Two virgins, John & his “sweetheart,” adrift on a raft, find a tropical lagoon. Anchored there is a sail boat overgrown with gray fungus. John climbs aboard & explores the deck until he feels “suddenly lonely”; he locates a rope ladder so his sweetheart is able to accompany. Here they live until,
On the seventh morning, my sweetheart woke to find a small patch of [the fungus] growing on her pillow, close to her face. At that, she came to me, so soon as she could get her garments upon her. … When I saw the thing upon her pillow I shuddered, and then and there we agreed to go right out of the ship and see whether we could not fare to make ourselves more comfortable ashore.
Gray fungus covers nearly the whole island. “In places it rose into horrible, fantastic mounds, which seemed to quiver, as with a quiet life, when the wind blew across them.” A small patch is free of the fungus; a patch of “fine sand.” There, John & his sweetheart set up camp.

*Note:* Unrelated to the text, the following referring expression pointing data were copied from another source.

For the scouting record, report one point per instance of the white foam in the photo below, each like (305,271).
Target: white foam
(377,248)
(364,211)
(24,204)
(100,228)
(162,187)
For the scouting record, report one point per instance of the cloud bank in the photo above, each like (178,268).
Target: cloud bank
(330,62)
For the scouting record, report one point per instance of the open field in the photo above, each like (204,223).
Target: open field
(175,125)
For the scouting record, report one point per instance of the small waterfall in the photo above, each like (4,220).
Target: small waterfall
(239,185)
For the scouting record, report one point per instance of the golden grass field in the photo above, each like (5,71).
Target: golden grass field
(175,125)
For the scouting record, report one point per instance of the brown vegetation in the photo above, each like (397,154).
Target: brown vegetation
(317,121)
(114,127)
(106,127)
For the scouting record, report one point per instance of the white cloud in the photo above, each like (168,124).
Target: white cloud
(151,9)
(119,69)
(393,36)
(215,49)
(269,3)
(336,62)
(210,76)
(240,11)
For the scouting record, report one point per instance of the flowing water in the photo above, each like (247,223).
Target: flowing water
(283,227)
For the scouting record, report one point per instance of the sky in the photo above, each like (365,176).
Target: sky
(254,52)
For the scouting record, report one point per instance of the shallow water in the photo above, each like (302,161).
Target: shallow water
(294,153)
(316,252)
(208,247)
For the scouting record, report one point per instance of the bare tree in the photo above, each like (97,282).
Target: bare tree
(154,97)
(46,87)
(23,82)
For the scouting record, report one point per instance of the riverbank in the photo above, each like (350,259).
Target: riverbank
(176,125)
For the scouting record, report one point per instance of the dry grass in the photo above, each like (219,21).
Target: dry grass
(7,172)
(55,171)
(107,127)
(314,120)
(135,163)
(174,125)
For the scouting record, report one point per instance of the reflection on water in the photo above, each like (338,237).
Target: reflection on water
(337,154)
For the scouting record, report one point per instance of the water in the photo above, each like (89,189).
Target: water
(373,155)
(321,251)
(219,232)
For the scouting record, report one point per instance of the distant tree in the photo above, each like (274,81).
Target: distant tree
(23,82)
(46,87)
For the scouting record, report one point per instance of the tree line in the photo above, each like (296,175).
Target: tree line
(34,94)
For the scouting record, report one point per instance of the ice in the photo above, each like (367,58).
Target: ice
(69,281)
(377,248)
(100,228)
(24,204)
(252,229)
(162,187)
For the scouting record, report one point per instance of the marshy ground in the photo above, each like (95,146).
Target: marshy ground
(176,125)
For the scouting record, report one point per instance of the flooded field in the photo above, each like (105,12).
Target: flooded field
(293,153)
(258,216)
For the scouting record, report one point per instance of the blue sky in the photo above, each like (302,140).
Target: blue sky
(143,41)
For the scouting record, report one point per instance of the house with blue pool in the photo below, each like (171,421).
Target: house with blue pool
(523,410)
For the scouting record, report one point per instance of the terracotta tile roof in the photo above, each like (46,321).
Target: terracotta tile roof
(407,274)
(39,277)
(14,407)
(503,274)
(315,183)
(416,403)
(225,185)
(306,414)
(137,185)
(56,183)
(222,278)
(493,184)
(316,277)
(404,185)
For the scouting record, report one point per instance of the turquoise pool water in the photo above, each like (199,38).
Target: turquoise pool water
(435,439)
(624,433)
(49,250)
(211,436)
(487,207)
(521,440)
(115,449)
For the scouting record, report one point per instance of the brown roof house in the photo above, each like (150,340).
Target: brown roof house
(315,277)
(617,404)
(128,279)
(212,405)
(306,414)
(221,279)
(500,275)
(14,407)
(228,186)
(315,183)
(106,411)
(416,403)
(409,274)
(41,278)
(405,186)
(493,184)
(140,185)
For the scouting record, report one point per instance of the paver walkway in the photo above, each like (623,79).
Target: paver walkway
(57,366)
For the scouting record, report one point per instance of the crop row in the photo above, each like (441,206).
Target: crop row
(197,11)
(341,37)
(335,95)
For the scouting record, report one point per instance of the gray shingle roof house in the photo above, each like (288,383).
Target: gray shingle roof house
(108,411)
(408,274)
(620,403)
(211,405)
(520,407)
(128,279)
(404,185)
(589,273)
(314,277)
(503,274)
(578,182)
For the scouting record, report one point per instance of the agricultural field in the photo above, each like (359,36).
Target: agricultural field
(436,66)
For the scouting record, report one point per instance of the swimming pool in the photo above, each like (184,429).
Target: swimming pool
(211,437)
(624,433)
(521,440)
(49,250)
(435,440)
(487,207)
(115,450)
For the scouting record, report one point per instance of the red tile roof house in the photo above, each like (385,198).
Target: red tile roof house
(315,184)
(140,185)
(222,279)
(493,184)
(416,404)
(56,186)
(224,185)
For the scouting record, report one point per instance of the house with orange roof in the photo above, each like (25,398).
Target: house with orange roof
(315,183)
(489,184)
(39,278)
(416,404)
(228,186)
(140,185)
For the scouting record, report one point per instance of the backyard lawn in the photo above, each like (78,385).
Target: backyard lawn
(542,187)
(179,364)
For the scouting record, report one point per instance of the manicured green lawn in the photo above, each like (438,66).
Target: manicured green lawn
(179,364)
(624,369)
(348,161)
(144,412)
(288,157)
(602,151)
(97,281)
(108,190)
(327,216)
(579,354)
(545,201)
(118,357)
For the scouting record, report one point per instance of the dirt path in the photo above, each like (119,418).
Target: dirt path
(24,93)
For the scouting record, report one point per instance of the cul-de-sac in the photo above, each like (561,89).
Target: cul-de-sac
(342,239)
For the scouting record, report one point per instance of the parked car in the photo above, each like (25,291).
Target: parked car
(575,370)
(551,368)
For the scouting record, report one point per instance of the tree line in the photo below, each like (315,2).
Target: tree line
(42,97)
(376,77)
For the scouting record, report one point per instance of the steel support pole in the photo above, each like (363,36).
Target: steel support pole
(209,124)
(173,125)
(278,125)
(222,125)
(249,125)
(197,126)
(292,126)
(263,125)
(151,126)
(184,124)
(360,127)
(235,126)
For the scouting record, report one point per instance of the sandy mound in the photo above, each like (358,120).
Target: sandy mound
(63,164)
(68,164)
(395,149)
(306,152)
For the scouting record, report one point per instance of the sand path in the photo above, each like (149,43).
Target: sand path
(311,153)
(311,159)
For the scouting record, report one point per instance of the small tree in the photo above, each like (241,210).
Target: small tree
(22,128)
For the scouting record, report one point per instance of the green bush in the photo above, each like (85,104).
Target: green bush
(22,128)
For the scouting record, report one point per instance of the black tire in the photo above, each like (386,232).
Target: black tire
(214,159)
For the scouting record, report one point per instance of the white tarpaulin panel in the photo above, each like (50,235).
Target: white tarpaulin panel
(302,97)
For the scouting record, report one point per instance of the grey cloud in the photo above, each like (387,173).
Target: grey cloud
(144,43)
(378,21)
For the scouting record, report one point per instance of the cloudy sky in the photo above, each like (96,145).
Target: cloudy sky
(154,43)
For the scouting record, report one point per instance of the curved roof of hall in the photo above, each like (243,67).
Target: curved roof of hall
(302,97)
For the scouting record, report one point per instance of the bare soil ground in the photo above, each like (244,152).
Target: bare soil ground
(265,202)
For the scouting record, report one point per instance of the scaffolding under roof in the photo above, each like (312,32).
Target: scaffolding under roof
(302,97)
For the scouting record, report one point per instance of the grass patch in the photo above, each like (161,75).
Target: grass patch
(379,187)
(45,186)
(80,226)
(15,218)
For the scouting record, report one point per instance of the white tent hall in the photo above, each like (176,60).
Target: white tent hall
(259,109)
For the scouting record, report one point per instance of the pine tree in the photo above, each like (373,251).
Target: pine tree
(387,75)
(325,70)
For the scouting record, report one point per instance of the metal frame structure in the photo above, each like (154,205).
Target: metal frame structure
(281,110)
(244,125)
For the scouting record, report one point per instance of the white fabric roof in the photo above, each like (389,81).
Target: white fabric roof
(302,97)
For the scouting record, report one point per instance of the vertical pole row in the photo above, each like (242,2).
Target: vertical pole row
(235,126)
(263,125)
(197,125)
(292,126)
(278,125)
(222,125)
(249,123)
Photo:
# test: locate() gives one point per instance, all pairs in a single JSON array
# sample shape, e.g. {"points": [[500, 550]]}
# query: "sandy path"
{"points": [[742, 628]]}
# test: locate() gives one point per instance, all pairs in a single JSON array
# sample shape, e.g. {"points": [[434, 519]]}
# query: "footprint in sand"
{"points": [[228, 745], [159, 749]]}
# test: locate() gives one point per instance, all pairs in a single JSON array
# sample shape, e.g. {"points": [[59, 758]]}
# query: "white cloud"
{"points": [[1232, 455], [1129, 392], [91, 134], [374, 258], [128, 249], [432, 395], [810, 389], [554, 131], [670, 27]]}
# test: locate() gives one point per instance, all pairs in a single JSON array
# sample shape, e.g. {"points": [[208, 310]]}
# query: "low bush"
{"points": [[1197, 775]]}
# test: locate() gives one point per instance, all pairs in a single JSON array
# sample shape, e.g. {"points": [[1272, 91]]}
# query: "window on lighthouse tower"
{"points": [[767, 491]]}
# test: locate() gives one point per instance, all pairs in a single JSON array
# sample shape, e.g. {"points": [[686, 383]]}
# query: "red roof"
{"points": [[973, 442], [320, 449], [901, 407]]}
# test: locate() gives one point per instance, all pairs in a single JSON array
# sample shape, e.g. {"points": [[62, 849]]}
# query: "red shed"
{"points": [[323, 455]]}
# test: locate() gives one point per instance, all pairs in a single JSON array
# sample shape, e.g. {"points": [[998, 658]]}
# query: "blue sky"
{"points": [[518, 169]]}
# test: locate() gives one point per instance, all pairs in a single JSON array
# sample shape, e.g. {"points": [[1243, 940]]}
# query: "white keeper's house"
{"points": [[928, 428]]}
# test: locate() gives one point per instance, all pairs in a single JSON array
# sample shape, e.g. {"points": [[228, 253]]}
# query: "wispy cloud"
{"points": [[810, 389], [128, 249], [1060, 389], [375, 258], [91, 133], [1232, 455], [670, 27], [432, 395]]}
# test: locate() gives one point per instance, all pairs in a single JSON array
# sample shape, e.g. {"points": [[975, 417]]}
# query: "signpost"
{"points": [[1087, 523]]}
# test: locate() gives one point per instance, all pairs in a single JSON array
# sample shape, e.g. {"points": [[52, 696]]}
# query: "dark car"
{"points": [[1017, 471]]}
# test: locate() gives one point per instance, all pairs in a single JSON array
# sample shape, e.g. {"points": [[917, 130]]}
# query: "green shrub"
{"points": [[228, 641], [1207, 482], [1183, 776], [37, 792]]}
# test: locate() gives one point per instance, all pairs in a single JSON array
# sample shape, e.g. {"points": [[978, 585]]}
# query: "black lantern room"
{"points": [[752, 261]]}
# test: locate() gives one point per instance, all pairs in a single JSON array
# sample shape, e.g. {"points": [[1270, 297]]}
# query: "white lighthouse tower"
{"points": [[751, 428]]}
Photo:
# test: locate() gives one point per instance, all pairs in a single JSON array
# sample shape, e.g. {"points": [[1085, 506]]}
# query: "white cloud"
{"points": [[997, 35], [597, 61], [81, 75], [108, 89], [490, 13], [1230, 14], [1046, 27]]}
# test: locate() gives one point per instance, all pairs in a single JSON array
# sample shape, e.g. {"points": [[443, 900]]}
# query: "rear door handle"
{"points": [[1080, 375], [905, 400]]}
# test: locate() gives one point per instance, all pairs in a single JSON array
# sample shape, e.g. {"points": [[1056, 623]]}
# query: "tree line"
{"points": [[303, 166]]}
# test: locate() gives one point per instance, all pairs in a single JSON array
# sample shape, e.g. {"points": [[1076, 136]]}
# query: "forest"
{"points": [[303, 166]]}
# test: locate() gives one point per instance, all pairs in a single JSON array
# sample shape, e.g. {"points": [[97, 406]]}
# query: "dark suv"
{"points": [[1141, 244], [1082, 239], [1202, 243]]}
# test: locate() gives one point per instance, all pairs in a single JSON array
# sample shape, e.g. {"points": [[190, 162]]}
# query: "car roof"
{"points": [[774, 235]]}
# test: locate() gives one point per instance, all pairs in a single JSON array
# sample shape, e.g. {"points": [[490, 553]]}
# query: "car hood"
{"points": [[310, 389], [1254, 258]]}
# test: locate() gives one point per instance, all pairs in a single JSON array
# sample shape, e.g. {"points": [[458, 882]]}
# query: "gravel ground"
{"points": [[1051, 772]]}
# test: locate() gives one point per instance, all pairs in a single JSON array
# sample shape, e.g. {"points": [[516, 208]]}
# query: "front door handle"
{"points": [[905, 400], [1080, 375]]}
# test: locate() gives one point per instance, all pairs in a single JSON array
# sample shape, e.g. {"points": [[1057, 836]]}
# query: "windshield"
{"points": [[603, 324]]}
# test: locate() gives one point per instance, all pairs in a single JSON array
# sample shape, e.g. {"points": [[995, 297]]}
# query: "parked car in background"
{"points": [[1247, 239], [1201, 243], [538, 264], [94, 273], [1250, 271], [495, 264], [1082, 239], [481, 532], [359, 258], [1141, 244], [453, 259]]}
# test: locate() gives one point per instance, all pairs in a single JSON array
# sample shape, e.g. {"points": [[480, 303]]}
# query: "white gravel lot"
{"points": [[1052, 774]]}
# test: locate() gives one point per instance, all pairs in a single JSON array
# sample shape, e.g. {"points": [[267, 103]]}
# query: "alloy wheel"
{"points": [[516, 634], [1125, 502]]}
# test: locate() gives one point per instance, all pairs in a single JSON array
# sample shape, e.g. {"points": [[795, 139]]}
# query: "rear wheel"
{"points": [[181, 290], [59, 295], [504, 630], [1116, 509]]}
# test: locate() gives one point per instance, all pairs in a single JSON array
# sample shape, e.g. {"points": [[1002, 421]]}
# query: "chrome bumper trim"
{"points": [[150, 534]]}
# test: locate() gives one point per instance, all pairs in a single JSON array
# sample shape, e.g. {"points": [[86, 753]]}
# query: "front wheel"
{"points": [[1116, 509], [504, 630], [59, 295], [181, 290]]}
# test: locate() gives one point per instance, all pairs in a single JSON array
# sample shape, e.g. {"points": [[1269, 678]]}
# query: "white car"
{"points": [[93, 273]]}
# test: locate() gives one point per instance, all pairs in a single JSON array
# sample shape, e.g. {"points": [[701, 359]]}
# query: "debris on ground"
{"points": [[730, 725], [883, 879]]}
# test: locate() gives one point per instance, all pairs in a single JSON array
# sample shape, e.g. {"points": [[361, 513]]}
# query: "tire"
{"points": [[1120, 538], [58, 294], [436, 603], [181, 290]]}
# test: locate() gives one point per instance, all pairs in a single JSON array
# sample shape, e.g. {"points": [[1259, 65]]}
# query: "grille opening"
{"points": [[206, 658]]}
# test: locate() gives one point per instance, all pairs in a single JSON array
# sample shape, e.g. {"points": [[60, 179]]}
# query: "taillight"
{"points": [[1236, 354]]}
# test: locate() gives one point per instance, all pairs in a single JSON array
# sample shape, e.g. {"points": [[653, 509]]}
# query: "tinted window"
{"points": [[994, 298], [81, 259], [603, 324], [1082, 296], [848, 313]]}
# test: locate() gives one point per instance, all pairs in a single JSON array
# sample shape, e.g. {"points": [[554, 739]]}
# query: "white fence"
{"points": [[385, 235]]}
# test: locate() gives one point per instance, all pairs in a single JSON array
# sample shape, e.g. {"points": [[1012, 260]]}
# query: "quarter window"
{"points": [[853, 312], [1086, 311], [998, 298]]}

A month later, fungus begins to grow on John & his sweetheart. They’re starving, too. John attempts to provide fish, but his catch is meagre.
Then I made a very horrible discovery. One morning, a little before midday, I came off the ship with a portion of the biscuits which were left. In the mouth of her tent I saw my sweetheart sitting, eating something.
Both eat the fungus, promise each other not to eat the fungus, are consumed with a desire to eat the fungus, &… it’s too late, “…the fungoid growth too hold of our poor bodies”—irrevocably changed.
Is the island an anti-Paradise? All the fruit forbidden. Knowledge = death. There’s no indication in William Hope Hodgson’s “The Voice in the Night” that John & his sweetheart become sexually aware; they remain as chaste after they eat the fungus as they were before.
Human virgins—asexual? Just like a fungus.